The world's fastest man had released footage showing the incredible power of the engine.

Footage has been released showing the incredible power of the fastest car in the world ahead of a 1,000mph speed record bid.

The Bloodhound supersonic car arrived at Cornwall Airport Newquay in September ahead of its maiden tests later this month.

The ultimate aim with the extraordinary machine will be to crack the unprecedented 1,000mph mark, breaking the land speed record in the process.

The man who will be tasked with reaching these extraordinary speeds is Wing Commander Andy Green, the current land speed record holder.

The former RAF pilot hit 763mph from behind the controls of Thrust SSC on October 26, 1997, exactly 20 years before the Bloodhound’s first speed test.

Engineers unloaded the Bloodhound from a truck inside a cold-war-era hangar at the airport’s Aerohub Enterprise Zone on September 25, ahead of a month of trials.

On October 26, the Bloodhound will be driven at up to 200mph when it makes its debut on the airport’s 1.7km runway.

The Bloodhound team achieved a huge engineering milestone when they successfully started up the car’s EJ200 jet engine, sourced from a Eurofighter Typhoon.

The team took the engine to max reheat (aka afterburner), while Mr Green sat in the cockpit throttling the jet engine with his right foot.
The car was tied down to a secure anchor point on the southern side of Cornwall Airport Newquay.
Data from the sensors on the car confirmed the jet engine produced the expected thrust during maximum reheat.

The Bloodhound has taken almost ten years to develop, and with more than 3,500 parts is one of the most technologically complex cars ever manufactured.

The 13.4-metre long car weighs 7.5-tonnes and is powered by a jet engine and a rocket which will produce more than 135,000 horsepower, more than six times the combined power of all of the Formula 1 cars on the grid during a typical Grand Prix.

If the tests at Newquay are successful, Bloodhound will be shipped to its specially prepared 11-mile track at Hakskeen Pan in north-western South Africa for the first of two high-speed campaigns.
At the first backers hope to top 800mph, beating the previous record, and then the Bloodhound crew will add extra rocket motors and treble the power in an attempt to set the 1,000mph land speed record.

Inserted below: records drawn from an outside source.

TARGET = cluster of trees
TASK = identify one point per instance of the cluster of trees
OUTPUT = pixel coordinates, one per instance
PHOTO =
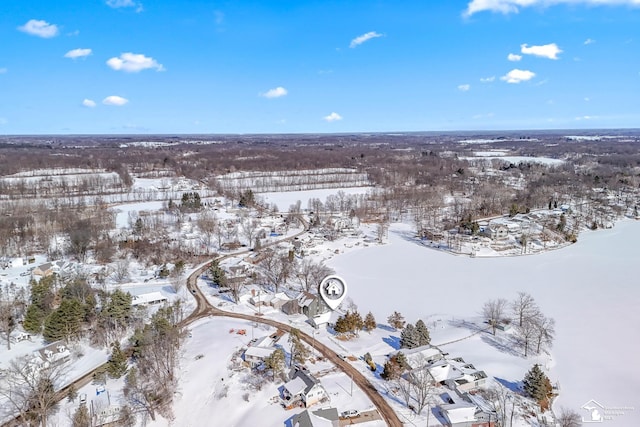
(415, 336)
(352, 322)
(533, 330)
(13, 303)
(190, 202)
(299, 352)
(151, 384)
(416, 386)
(538, 386)
(66, 312)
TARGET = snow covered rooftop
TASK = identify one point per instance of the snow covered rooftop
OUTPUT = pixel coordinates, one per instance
(149, 298)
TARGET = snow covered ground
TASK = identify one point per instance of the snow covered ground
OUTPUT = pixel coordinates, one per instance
(588, 288)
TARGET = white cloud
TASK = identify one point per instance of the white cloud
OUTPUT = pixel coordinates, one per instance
(133, 63)
(219, 17)
(78, 53)
(482, 116)
(333, 117)
(115, 100)
(514, 6)
(517, 76)
(275, 92)
(116, 4)
(40, 28)
(363, 38)
(550, 50)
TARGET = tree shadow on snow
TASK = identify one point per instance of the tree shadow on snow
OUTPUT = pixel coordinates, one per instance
(503, 344)
(392, 341)
(289, 422)
(514, 386)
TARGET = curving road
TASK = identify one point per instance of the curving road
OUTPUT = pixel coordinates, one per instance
(205, 309)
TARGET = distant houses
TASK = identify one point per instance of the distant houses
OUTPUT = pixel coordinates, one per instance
(259, 349)
(321, 418)
(148, 299)
(467, 410)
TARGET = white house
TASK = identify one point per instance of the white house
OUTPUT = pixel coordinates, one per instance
(305, 388)
(467, 411)
(321, 418)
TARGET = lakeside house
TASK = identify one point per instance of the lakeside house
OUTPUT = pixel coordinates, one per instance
(303, 388)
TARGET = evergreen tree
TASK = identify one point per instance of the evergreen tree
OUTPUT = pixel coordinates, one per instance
(369, 322)
(64, 323)
(392, 369)
(72, 393)
(409, 337)
(342, 325)
(217, 274)
(118, 307)
(356, 322)
(33, 319)
(396, 320)
(537, 385)
(117, 365)
(423, 333)
(247, 199)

The campaign is dependant not only on funding, but also on the availability of rocket engineers and test facilities.

The team still need to raise the funds to complete the car to desert-standard – complete with the rocket system – and to mount a two to three-month international logistic and desert campaign.

Oracle Cloud Solutions recently joined the project and the team will be announcing another international brand partnership ahead of the Newquay test.